Abramowicz: Pat there is a question also about a spiral, a downward spiral for public transportation, that if you don't have fast enough or reliable enough service, the people stop using it and it just sort of begets even less service and fewer people using it.  At what point does the MTA enter that death spiral that could have an even more profound effect on the entire region?

Foye:  Look, I think it’s an excellent question and the Rudin Center analysis took that into account. But you’re right Lisa, if we have to increase for instance headways, the time between subways and buses on weekends to say 15 or 20 minutes, a lot of New Yorkers are going to determine that to get to their job, to school, to a medical appointment or whatever they are doing, that it doesn't work for them any longer and it does feed on its success. Success in mass transit and growth in mass transit increases ridership. Cutting it back also will cause some of our customers to say you know what, it is not worth it. We won’t get their revenue; we won’t get their service and that is just a terrible place for any transit agency to be.
Keene: Pat Foye, I would assume in your esteemed career you seen the death of New York City somewhere between three and five times.  And you know folks, I think a lot of people that know me know I was screaming after 9/11 that New York City would not die.  I believe the Mayor of New York had a little bit to do with that thought. Pat Foye, everybody is moving to the suburbs, what do you say to them?

Foye
: Well look, not everybody is moving to the suburbs Tom. Here's what I would say, cities like New York, and London, and Bombay, Mumbai, and others have survived natural pandemics in the past.  Obviously the 1918, 1919 flu in the United States which obviously had a significant impact on New York City. The movement to urbanization across the entire globe is a global phenomenon.

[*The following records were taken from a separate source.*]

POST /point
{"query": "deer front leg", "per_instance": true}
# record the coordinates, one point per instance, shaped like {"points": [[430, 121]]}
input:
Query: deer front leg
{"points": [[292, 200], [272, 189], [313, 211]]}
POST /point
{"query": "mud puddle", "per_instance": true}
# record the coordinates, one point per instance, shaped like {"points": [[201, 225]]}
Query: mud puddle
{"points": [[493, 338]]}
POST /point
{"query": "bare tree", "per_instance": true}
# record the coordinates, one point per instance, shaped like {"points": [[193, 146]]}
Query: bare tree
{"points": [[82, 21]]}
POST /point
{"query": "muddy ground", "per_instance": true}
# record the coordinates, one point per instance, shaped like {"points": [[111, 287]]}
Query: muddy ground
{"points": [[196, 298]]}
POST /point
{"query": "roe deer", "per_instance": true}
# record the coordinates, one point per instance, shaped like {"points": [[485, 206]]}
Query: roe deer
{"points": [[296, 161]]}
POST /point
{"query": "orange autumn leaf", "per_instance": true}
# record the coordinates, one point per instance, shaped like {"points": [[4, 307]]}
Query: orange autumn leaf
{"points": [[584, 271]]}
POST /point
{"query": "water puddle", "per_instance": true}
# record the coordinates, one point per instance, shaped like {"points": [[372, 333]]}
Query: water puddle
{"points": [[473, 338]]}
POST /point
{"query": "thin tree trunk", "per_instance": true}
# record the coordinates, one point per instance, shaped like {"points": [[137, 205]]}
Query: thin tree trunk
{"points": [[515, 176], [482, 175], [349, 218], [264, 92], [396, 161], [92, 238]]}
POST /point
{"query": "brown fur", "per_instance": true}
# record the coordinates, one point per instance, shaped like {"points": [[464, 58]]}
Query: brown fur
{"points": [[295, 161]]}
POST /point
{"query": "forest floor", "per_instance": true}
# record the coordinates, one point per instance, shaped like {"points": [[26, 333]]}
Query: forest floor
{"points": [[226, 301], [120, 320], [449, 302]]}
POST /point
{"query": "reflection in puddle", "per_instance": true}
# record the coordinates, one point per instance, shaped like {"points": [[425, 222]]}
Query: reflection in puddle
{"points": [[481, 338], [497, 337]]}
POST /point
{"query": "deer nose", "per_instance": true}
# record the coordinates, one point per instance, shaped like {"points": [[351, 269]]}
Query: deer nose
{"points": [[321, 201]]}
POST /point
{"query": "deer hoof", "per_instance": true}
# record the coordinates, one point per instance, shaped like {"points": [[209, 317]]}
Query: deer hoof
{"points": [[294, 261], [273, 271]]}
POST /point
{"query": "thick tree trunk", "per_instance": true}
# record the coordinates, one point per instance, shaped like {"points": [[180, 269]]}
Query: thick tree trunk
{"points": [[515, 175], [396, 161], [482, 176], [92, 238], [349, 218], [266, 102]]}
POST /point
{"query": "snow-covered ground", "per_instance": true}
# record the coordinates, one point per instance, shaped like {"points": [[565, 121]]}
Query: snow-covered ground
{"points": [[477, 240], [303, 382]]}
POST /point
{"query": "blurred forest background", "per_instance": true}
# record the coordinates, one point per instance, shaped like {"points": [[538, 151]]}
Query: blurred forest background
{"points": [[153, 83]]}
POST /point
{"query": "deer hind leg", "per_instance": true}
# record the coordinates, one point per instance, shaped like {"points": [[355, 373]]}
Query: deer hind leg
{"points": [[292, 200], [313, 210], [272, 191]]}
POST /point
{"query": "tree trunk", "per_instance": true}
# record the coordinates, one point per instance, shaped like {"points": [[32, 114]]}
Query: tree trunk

The rise of cities as centers of talented intellectual capital.  New York City will be back. I’m bullish on New York City. This is a particularly tough time, 2020 and 2021 are going to be tough years, but obviously with the great news from Pfizer and Moderna and the vaccines in the offing, that will be terrific news.  New York City will be back after getting through the dark days of 2020 and 2021. No question in my mind. 
 
Keene: Mr. Foye thank you so much. Patrick Foye, he is Chairman and Chief Executive Officer.